Simple Statistics Provide Poor Prognosis for Science!

An article was published in 2006 called Why most published research findings are false(1). I have skim read it a few times, but recently I put the time in to read it thoroughly. It basically goes through a simple statistical analysis to suggest that even if all of research was performed using the absolute best scientific practices most of the published research would be false. Now the article uses statistical jargon that could make it hard to understand but it boils down to criticizing the statistical output known as a P-Value. Now a P-Value is basically the probability that any difference between the groups of the study occurred by chance. Now a result is seen as significant if the P-Value is below 0.05 (or a 5% probability that a difference occurred by chance). This value is a predetermined level and is referred to as Alpha.  Now another predetermined levels is the probability of finding that the groups are the same when they are truly different. This is normally set (when it is set, which is rare) at 0.8 (or 80%). Both these stats are calculated from the size of the difference between the groups and the variation of the groups. So when there is a big difference between two groups and the within group variation is low, the P-Value (probability it occurred by chance) will be low. 
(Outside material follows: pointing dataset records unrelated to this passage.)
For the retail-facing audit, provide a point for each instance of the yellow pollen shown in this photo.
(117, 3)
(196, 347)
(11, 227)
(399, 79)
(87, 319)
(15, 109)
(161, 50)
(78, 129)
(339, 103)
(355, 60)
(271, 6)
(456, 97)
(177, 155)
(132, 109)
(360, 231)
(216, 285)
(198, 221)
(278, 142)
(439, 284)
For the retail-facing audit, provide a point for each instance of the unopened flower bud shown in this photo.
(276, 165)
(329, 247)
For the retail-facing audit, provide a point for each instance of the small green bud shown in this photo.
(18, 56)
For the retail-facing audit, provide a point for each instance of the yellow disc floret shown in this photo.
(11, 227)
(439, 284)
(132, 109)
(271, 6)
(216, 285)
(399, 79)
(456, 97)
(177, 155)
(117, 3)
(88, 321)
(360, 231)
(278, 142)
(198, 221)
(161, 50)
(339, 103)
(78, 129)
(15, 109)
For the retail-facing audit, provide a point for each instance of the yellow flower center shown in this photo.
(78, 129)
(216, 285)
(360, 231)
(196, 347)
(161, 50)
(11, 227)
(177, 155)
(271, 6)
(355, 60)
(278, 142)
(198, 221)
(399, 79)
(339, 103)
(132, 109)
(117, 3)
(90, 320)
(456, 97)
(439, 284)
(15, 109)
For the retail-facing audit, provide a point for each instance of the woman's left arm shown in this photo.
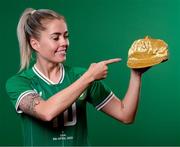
(125, 110)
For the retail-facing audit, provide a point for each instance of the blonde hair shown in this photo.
(30, 24)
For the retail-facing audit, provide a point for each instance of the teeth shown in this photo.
(63, 52)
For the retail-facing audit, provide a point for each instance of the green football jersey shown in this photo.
(70, 127)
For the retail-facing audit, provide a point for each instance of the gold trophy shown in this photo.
(147, 52)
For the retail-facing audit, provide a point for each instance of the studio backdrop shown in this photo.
(100, 30)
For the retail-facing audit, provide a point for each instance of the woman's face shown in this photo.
(53, 42)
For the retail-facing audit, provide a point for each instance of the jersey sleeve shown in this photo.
(99, 94)
(17, 87)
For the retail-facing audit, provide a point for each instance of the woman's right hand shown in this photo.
(99, 70)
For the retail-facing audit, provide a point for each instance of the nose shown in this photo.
(64, 41)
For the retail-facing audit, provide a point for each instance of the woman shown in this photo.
(51, 97)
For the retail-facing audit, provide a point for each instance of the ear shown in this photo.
(34, 43)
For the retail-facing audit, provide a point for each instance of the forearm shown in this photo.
(130, 101)
(63, 99)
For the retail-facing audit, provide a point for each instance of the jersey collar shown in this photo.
(47, 80)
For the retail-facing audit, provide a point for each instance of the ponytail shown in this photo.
(24, 45)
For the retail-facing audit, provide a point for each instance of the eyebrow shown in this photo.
(57, 33)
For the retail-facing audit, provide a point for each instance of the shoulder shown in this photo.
(19, 78)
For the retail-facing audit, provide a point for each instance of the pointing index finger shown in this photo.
(110, 61)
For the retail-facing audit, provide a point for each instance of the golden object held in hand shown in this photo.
(147, 52)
Now there is a common lesson taught in undergraduate pharmacology and medical degrees about how robust medical tests are and it normally goes like this; imagine a disease which occurs 1 in every 10,000 people and the test is highly sensitive, with a 99.999% chance of detecting the disease if you have it. The test is also pretty specific with a false positive rate of 0.1%. Now imagine if we screened 10,000 people and your test comes back positive (saying you have the disease), what are your chances that you actually have the disease? You might say well it is very sensitive so 99.999% right? Well one person of the 10,000 actually has the disease and they will most likely (99.999%) test positive for the disease, but there are also the false positives (0.1% X 10,000=10), so 11 people will be found positive and only 1 of them actually has the disease. So your chances are ~9% of having the disease if you are found to be positive in this scenario.

So why am I talking about disease tests? Well we can repeat this analysis for scientific research. In this case the false positive rate is Alpha (normally 5%) and the false negative rate is 1-Beta (normally 20%). The actual rate of say discovering a cure is unknown but lets generously say that 1 in every 100 compounds can effectively treat your disease. Then if we were to test 10,000 compounds and perform the calculation from above we would find 100 true cures, but of these we would only detect 80 because our Beta is normally set to 80%. So we’d have 80 confirmed cures and 20 false negatives. Now the false positive rate would be equal to Alpha 5%, which means purely by chance we would find 500 compounds to be effective for the disease despite not being so. With these back of a napkin calculations only 13.5% of all scientific discoveries may be real. Obviously, there are a number of short comings in this analysis but it gives scientists a bit of reason to worry. In fact there is now at least a ream of articles on my desk that criticize the use of P-Values and it is becoming increasingly clear that trying to reduce the complex world of biology into three digits probabilities was probably a bad idea. But the ease at which the P-Value can be interpreted and applied has made it universal in science. This meme may be hard to shake.

(1) Ioannidis JPA (2005). Why most published research findings are false. PLoS Medicine 2:696-701.